It can be frustrating: Imagine having to save up and plan for an exciting trip abroad for months, only to have your visa denied. Once you’re rejected for that particular visa application, it’s pretty much a done deal—it doesn’t even matter if you’ve already bought your ticket.
Traveling when you’re young, single, and a few years out of college does seem like the dream, but that may not be how the embassy will see it. Without any economic strong ties to prove that you'll return to the country (such as young children to leave behind or a long-held job to go back to), young travelers can have a hard time convincing authorities that they wouldn’t be tempted by sudden opportunities abroad.
As unfortunate as the circumstances may be, it happens. Visa policies are enforced by embassies and consulates of their respective countries to protect their interests—as such, visa rejections are usually related to the risk of overstaying. Even if you’re a traveler with the purest intentions, the consul officer you’re dealing with at the embassy may find loopholes in your applications that could be interpreted as otherwise. Still, you can always try again—after all, there is typically no limit to the number of times you can apply for a visa.
Why was your visa denied?1. You’re planning on staying too long.
You may already be overzealous and planning several months’ worth of a backpacking journey, only to realize that your funds have come up too short to cover those expenses. When traveling abroad, it’s important to plan ahead: that means mapping out the details of your entire itinerary if possible, and including details of your return flight, hotel reservations and tour itineraries, if any. More importantly, your whole itinerary should be commensurate to your budget—if you don’t have the funds to show for it, you run the suspicion of overstaying on your visa or working short-term to support yourself, which may not be allowed during your travel.
If you’re working on a travel itinerary, be realistic with your budget and with your desired length of stay. For example, if you’re traveling to Europe on a Schengen visa with P150,000 in your account, that could amount to a two-week travel period.2. Your financial situation seems shaky.
Take this scenario: You’re newly hired and you’ve only been with your company for six months, with an average salary expected of your position. While there could be different ways or reasons for you to be able to afford a trip abroad, your lack of tenure with the company might mean that you’re open to looking for greener pastures overseas. Embassies typically look for applicants who show strong financial ties to the Philippines—meaning, you’re able to support yourself well enough here that you wouldn’t be tempted to jump ship when the opportunity presents itself. If you’re a business owner, do not forget to attach business registration documents. Any properties listed under your name—a land title, a condo unit, or even a car— are also strong evidence to prove that you have real roots in the country.
Embassies would normally ask for copies of your bank statement as part of your application requirements. When they find large deposits in your bank account that cannot be explained, that leads to cast doubt on the authenticity of your funds. Embassy officers are well aware of the tactic where applicants borrow money to inflate the numbers in their bank accounts for the application—usually known as “show money.”
If the large deposit sums in your account are yours and not for show, then make sure to provide proof of the source for these deposits, such as a deed of sale, rental agreements from your tenants, or contracts and invoices from your clients.4. You did not complete your documents.
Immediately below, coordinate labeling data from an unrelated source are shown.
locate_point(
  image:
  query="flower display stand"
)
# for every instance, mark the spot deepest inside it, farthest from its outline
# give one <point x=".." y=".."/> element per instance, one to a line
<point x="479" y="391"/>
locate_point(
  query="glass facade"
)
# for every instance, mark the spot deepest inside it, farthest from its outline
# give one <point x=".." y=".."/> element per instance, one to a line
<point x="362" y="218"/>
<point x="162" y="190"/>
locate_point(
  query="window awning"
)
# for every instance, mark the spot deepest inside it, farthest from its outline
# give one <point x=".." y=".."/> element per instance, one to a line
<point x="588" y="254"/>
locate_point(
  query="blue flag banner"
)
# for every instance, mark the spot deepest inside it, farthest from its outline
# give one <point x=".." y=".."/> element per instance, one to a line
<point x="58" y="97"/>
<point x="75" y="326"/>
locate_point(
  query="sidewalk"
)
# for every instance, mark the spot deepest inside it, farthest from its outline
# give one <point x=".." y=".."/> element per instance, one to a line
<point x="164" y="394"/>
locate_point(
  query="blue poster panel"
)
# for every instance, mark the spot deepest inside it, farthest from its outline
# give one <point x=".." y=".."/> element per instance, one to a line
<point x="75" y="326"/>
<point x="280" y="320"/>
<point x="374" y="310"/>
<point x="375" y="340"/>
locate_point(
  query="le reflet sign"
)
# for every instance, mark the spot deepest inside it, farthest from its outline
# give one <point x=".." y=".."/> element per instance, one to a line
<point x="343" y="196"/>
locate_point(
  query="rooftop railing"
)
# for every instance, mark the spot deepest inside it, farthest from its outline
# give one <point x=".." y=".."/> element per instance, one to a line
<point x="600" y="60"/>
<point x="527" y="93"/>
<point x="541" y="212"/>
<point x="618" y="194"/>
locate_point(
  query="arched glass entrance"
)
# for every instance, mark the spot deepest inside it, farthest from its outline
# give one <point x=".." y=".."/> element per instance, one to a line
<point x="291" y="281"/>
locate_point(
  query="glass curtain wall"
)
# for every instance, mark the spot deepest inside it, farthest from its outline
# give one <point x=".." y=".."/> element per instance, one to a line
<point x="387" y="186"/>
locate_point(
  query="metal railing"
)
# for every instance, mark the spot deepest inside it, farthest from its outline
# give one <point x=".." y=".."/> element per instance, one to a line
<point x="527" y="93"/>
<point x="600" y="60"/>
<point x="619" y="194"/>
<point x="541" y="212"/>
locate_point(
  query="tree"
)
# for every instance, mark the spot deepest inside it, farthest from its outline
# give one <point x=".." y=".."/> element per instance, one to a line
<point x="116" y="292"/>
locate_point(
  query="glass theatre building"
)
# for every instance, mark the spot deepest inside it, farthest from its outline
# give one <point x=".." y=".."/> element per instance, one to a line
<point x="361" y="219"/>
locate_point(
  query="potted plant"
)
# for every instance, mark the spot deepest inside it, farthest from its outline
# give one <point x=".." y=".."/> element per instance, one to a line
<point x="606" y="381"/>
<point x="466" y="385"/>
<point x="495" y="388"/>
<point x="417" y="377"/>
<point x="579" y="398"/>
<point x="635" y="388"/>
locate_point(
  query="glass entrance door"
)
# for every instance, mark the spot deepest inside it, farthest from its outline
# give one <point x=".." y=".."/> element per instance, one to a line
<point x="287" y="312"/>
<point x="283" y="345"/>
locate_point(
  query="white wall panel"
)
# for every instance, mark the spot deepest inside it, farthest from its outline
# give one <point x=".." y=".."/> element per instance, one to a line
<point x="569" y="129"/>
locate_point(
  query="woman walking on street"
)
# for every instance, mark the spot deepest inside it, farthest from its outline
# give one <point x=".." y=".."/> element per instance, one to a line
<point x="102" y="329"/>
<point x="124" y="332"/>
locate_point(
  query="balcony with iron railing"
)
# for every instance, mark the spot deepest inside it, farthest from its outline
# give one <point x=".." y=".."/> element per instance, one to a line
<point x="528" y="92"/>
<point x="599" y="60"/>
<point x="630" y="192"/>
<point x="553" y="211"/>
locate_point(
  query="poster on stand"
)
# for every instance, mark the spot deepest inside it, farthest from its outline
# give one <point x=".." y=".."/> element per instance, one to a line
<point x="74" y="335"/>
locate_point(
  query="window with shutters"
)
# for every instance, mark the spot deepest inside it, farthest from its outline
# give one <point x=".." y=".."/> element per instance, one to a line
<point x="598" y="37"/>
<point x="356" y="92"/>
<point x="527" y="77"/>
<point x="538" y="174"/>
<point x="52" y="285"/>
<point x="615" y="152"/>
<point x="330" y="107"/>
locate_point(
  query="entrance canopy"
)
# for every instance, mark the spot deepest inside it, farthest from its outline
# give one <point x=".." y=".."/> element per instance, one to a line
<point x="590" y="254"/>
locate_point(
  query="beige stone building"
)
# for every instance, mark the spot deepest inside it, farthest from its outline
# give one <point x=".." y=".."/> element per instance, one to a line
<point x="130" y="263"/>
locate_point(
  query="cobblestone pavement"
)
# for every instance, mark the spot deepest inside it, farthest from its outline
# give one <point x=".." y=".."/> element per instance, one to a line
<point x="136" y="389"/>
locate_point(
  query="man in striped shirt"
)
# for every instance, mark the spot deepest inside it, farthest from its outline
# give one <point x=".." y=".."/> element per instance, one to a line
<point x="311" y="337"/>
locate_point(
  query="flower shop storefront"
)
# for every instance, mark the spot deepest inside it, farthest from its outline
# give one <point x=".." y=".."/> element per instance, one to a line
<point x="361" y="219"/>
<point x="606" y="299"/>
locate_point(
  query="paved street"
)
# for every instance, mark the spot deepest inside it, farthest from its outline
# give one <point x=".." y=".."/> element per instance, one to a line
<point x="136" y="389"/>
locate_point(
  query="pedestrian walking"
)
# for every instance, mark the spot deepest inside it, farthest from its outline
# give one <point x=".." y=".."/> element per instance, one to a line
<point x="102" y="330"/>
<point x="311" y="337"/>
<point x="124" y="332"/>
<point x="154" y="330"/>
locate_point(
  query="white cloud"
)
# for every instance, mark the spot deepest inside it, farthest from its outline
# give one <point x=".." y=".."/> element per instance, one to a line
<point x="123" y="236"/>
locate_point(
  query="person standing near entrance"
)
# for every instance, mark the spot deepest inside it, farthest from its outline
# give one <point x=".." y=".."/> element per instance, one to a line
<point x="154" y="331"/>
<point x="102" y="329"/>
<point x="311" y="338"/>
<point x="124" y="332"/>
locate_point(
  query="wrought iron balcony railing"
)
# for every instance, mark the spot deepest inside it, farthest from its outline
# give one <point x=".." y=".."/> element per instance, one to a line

All requirements must be complete upon application. Should you be unable to provide certain documents at the time, you are free to submit an explanation letter if the concerned embassy allows for it. Still, that isn’t a guarantee that your application will be accepted. For certain requirements that you feel doesn’t apply to you, search for workarounds—if you’re a student and you have limited financial resources, you may show proof that an immediate family member, such as a parent or older sibling, is sponsoring your trip, and that they have the financial capacity to do so.
5. You haven’t traveled elsewhere in the past.
We get it: You’ve put off going to other countries first by saving up for that big European escapade. However, if you haven’t been to other countries yet, that could be what is hindering your application. The best way to build a travel reputation is to start by traveling to other nearby, visa-free countries. The more stamps you collect, the more likely you are to convince the embassy that you’re a traveler at heart.
What can you do for your next application?
When your visa application gets rejected, it’s not the end of the world. You’re absolutely free to try again, but before you do, re-evaluate your situation first—maybe some new information could come to light that the officer did not consider the first time.
The next time you re-apply, remember to be confident during the interview. Dress to impress, watch your body language, and speak clearly with conviction. It’s crucial that you know every detail of your trip like the back of your hand. Make sure to review every part of your application—when you’re grilled about the purpose of your travel or how much money you make, you should be able to answer every question by heart.
And lastly, be honest. Consul Officers are trained to seek loopholes in your story, and they won’t find one if you’re telling the truth. A tricky question could expose your facade. And remember: Committing fraud in your applications could blacklist you forever. It’s always easier to prove your story once you’re completely honest about your intentions.